Interior da biblioteca Lourival Pinho. Disponível aqui.

Esse relato parece uma colcha de retalhos. E é mesmo. Minha memória é péssima. Mas se tem algo que me tirou do criacionismo, eu posso dizer que foi a ciência, a boa ciência. E não foi a ciência bruta, publicada nos artigos. Não, longe disso. Foi a ciência que chegou a mim sob a forma de divulgação científica. O meu relato é, evidentemente, pessoal e serviria no máximo como evidência anedótica. Mas me parece que a única forma de combater o criacionismo, que é geralmente a personificação da ignorância, seja o conhecimento. Eu era criacionista por pura ignorância. E muitos ainda o são exatamente pelo mesmo motivo. 
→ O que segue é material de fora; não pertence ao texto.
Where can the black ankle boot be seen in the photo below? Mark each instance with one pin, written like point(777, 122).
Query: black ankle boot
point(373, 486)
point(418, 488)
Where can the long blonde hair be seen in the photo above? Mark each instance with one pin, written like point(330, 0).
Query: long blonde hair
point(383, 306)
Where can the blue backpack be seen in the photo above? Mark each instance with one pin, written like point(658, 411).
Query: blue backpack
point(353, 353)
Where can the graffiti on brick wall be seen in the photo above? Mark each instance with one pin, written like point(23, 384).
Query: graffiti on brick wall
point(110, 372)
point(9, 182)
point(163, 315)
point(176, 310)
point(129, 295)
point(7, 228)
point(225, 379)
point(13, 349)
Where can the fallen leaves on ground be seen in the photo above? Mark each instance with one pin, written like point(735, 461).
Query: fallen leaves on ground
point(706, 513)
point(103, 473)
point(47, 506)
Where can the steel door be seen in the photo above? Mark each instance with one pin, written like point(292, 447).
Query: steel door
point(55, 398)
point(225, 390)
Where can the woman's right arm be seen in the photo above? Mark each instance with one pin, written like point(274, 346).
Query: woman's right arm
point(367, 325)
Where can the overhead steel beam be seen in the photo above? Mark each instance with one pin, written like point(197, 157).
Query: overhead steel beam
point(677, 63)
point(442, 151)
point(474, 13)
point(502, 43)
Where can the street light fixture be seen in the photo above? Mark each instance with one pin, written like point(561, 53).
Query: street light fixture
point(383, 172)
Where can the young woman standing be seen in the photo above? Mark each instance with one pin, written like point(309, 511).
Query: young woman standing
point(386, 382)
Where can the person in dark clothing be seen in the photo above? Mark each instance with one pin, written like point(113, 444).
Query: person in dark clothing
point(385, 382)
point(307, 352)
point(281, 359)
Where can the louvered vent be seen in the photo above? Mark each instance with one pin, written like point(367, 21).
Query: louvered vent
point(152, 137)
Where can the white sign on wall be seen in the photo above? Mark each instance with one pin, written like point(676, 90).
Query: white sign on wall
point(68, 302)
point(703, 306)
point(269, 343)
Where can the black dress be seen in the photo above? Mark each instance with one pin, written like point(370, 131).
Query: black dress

Eu me apaixonei pela ciência. E foi um caminho sem volta. Ainda bem. 

Um comentário:

  1. A minha família nunca foi muito religiosa, meu avô era assumidamente ateu e meus pais são cientistas (no caso do meu pai, ele só é um entusiasta, mas minha mãe é bióloga mesmo, rs), então a educação que eu recebi foi a base de artigos científicos (eu lembro que um dos primeiros que eu li, eu tinha por volta de 6 anos, foi sobre a descoberta de um novo dinossauro, que infelizmente eu não vou lembrar nem qual espécie era e qual revista era... faz mais de uma década.. enfim... e eu fiquei tão empolgada com o que eu li que eu fiz vários desenhos sobre aquele dinossauro em várias ocasiões diferentes... caçando, correndo...), além disso, minha mãe vez ou outra me levava pro INPA quando não tinha ninguém com quem me deixar, e lá eu conheci vários outros cientistas maravilhosos que acenderam ainda mais o meu amor por biologia... e com isso, eu nunca acreditei no criacionismo, já que ele não era algo do meu cotidiano, e isso enfurecia tanto as professoras e até alguns colegas meus... eu lembro uma vez no ensino médio já, quando o professor estava fazendo um debate bíblico e ele perguntou o que eu achava, e disse que eu não acreditava naquilo (ele acreditava no mito de Adão e Eva), ele pediu uma reunião com meus pais e pediu pra eles me levarem numa igreja! Meus pais me tiraram daquela escola, mas, até lá, esse professor ficou de marcação comigo.... enfim... hoje eu já estou na metade do curso de biologia e minha meta é ser paleontóloga... porque sim, desde que eu li aquele artigo com 6 anos eu me encantei por animais pré-históricos no geral, inclusive, a maior dúvida que eu estou tendo no momento é que eu não faço ideia qual grupo de animais eu quero me especializar kkkk... mas eu ainda tenho alguns anos pela frente, quem sabe até lá eu consiga decidir.